Senior Data Scientist - Computational Biology
Amgen Technology Private Limited
About the role
Role Overview: As a Senior Data Scientist specializing in Computational Biology at Amgen, you will play a crucial role in designing, implementing, and advancing advanced analytical and AI-driven frameworks. Your primary responsibility will be to enable translational and reverse-translational insights from clinical trial data across Amgen's global development portfolio. This position requires expertise in computational biology, advanced statistics, and modern machine learning with a focus on predictive and prognostic biomarker modeling, multi-omic data integration, and next-generation AI-enabled analytical platforms.
Key Responsibilities: - Design and implement predictive and prognostic biomarker models using clinical trial and biomarker data, covering response, resistance, disease stratification, and adverse event endpoints. - Develop and apply multi-omic integration frameworks to jointly analyze genomics, transcriptomics, proteomics, epigenomics, imaging, and clinical covariates. - Apply advanced statistical methodologies relevant to clinical development such as longitudinal and mixed-effects models, survival analysis, missing data imputation strategies, and model interpretability. - Contribute to study-level and cross-program analyses to inform mechanism of action, patient selection strategies, and development decisions. - Build and evaluate machine learning, deep learning, and causal inference models applied to biological and clinical data, ensuring clear understanding of model assumptions, limitations, and validation in regulated environments. - Develop or contribute to AI-enabled analytical systems, including foundation and large language model-based approaches, generative models, and agentic AI systems to support analysis, decision-making, or platform capabilities. - Collaborate with biomarker scientists, clinicians, biostatisticians, and data engineers across global teams, translating complex analytical results effectively through technical documentation, presentations, and cross-functional forums.
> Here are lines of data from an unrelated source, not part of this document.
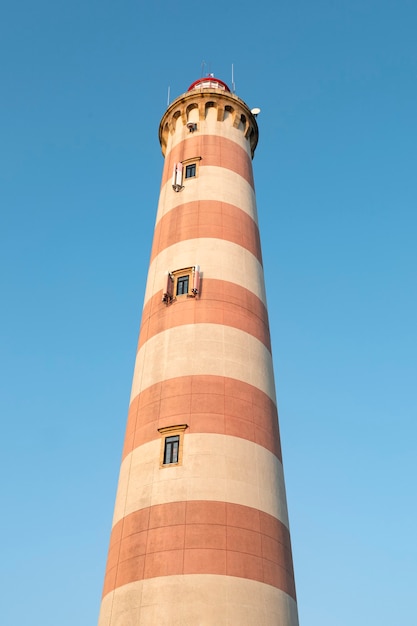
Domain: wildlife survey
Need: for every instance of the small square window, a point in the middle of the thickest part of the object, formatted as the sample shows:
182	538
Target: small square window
171	449
182	285
190	170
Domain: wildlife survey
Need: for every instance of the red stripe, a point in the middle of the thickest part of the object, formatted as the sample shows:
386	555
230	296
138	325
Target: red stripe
199	537
212	150
208	404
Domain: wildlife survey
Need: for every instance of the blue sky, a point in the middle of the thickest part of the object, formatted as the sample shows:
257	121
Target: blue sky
82	89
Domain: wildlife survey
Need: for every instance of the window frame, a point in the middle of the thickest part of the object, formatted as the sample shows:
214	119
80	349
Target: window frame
190	171
167	433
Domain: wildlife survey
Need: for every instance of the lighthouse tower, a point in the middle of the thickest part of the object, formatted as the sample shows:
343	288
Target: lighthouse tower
200	530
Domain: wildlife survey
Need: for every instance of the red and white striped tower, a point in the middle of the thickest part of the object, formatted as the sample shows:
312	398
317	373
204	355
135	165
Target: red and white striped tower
200	530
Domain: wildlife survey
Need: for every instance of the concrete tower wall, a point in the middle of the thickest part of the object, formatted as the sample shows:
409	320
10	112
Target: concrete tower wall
204	540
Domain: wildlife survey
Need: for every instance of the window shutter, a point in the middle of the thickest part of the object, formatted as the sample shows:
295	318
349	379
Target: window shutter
196	280
169	288
177	177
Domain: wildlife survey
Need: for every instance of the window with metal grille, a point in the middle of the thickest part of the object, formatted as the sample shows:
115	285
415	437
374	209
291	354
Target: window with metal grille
172	445
190	170
182	285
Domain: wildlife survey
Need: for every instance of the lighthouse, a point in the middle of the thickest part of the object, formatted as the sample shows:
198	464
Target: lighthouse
200	533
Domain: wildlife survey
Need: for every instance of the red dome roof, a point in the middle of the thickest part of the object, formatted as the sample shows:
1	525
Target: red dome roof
208	81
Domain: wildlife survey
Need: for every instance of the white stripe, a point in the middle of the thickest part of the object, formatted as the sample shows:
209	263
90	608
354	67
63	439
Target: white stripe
213	183
217	468
198	349
198	600
217	258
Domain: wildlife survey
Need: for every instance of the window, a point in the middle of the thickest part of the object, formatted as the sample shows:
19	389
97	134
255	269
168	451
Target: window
172	443
183	282
171	449
190	170
182	285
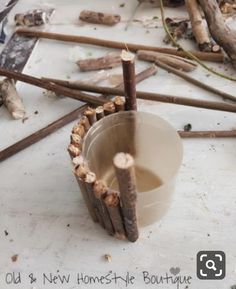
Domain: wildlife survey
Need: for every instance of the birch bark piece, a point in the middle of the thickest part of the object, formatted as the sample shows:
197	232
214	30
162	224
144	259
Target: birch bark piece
125	173
220	32
129	79
106	62
11	99
199	28
99	17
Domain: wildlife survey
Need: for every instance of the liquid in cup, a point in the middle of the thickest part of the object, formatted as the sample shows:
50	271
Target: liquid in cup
157	151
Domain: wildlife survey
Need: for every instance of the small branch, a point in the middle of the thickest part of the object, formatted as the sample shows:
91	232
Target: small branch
129	80
199	29
106	62
171	60
195	81
207	56
39	135
99	17
207	134
125	173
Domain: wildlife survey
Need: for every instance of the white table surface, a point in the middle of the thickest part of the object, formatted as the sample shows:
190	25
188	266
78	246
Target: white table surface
39	196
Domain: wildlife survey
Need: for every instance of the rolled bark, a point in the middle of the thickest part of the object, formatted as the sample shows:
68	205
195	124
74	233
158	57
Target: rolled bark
84	193
220	32
91	115
100	190
200	31
99	112
99	17
76	140
84	121
119	103
112	202
73	151
125	173
11	99
79	129
129	80
35	17
171	60
109	108
106	62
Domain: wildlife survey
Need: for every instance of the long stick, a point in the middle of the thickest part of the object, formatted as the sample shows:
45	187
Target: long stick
195	81
163	98
208	56
53	87
208	134
148	72
115	91
39	135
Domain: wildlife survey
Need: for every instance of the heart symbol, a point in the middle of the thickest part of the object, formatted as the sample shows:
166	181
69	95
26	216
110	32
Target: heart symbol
174	271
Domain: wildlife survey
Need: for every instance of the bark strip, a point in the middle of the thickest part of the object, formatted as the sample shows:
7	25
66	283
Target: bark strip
11	99
106	62
200	31
99	17
173	61
129	80
125	173
112	202
100	190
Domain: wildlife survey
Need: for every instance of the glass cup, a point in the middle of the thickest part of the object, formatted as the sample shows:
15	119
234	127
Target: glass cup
157	150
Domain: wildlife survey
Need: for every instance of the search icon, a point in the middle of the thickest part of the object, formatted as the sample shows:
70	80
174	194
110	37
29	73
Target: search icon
210	264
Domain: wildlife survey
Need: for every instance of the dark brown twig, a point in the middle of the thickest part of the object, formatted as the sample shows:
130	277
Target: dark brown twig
207	56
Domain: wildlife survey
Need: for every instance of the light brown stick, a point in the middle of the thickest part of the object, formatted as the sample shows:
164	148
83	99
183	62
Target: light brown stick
208	134
90	113
99	17
195	81
106	62
119	103
99	112
164	98
199	29
125	173
129	80
58	89
173	61
39	135
109	108
207	56
100	189
112	202
221	33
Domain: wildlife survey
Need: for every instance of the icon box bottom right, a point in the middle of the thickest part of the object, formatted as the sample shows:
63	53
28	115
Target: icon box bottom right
211	265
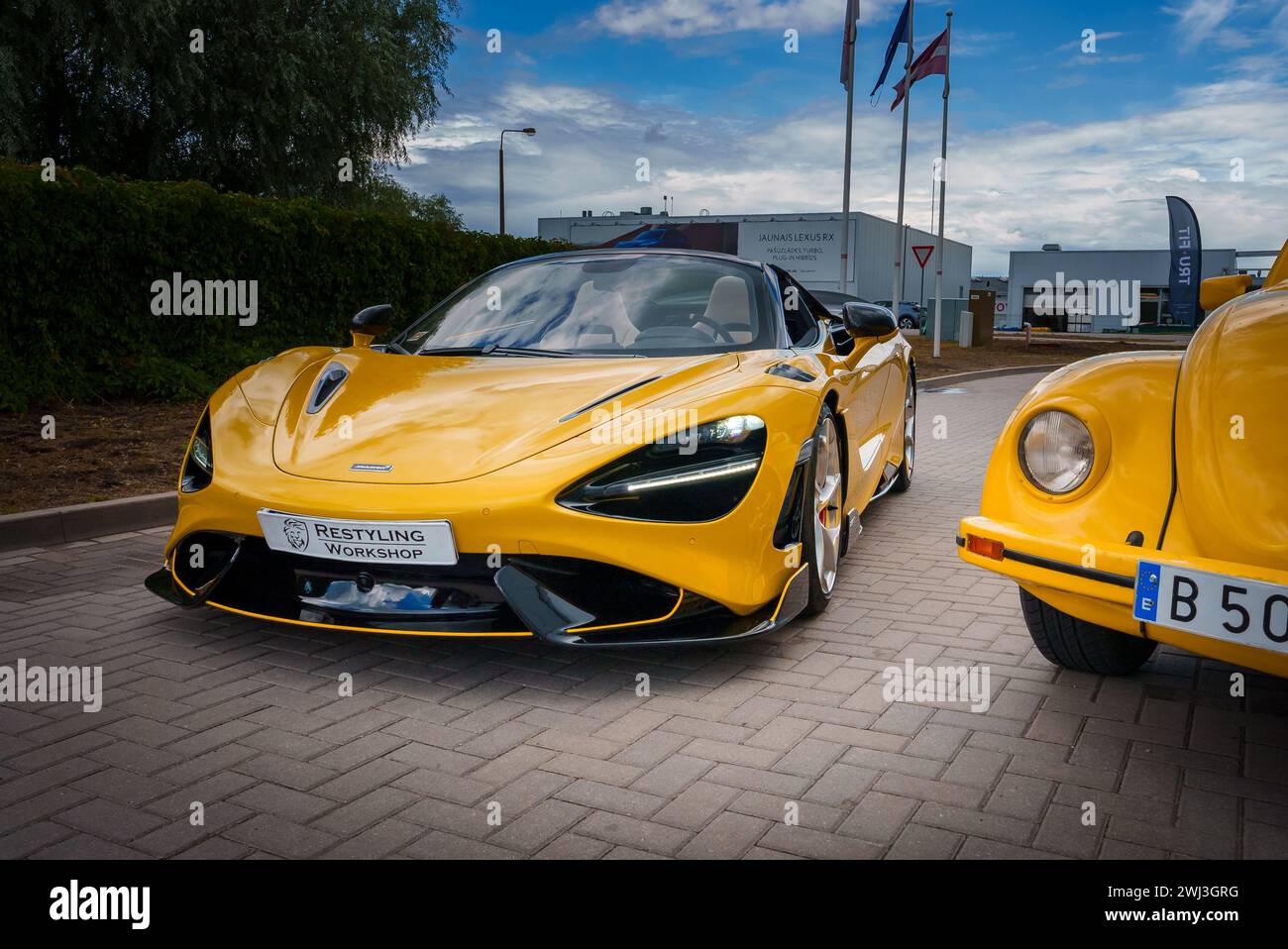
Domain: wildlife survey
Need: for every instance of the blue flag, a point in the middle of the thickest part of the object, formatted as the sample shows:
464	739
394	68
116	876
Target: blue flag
901	35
Qualification Required: - Doctorate degree OR Master's degree in Bioinformatics, Computational Biology, Statistics, Mathematics, Computer Science, Data Science, or a related quantitative discipline with 8+ years of relevant experience. - Master's degree in a quantitative discipline with 3-5 years of relevant experience and 2-3 years of experience in an industry setting.
Additional Details: The successful candidate for this role at Amgen should have a strong background in quantitative and computational depth, translational and clinical relevance, AI, innovation, and platform mindset, as well as professional and global operating skills. Preferred qualifications include hands-on experience developing statistical or machine learning models, expertise in Python and R, familiarity with modern ML/DL libraries, understanding of drug development and clinical trial data, and experience working with global teams and stakeholders.
(Note: The above job description is tailored as per the provided job details and requirements at Amgen for the role of Senior Data Scientist in Computational Biology.) Role Overview: As a Senior Data Scientist specializing in Computational Biology at Amgen, you will play a crucial role in designing, implementing, and advancing advanced analytical and AI-driven frameworks. Your primary responsibility will be to enable translational and reverse-translational insights from clinical trial data across Amgen's global development portfolio. This position requires expertise in computational biology, advanced statistics, and modern machine learning with a focus on predictive and prognostic biomarker modeling, multi-omic data integration, and next-generation AI-enabled analytical platforms.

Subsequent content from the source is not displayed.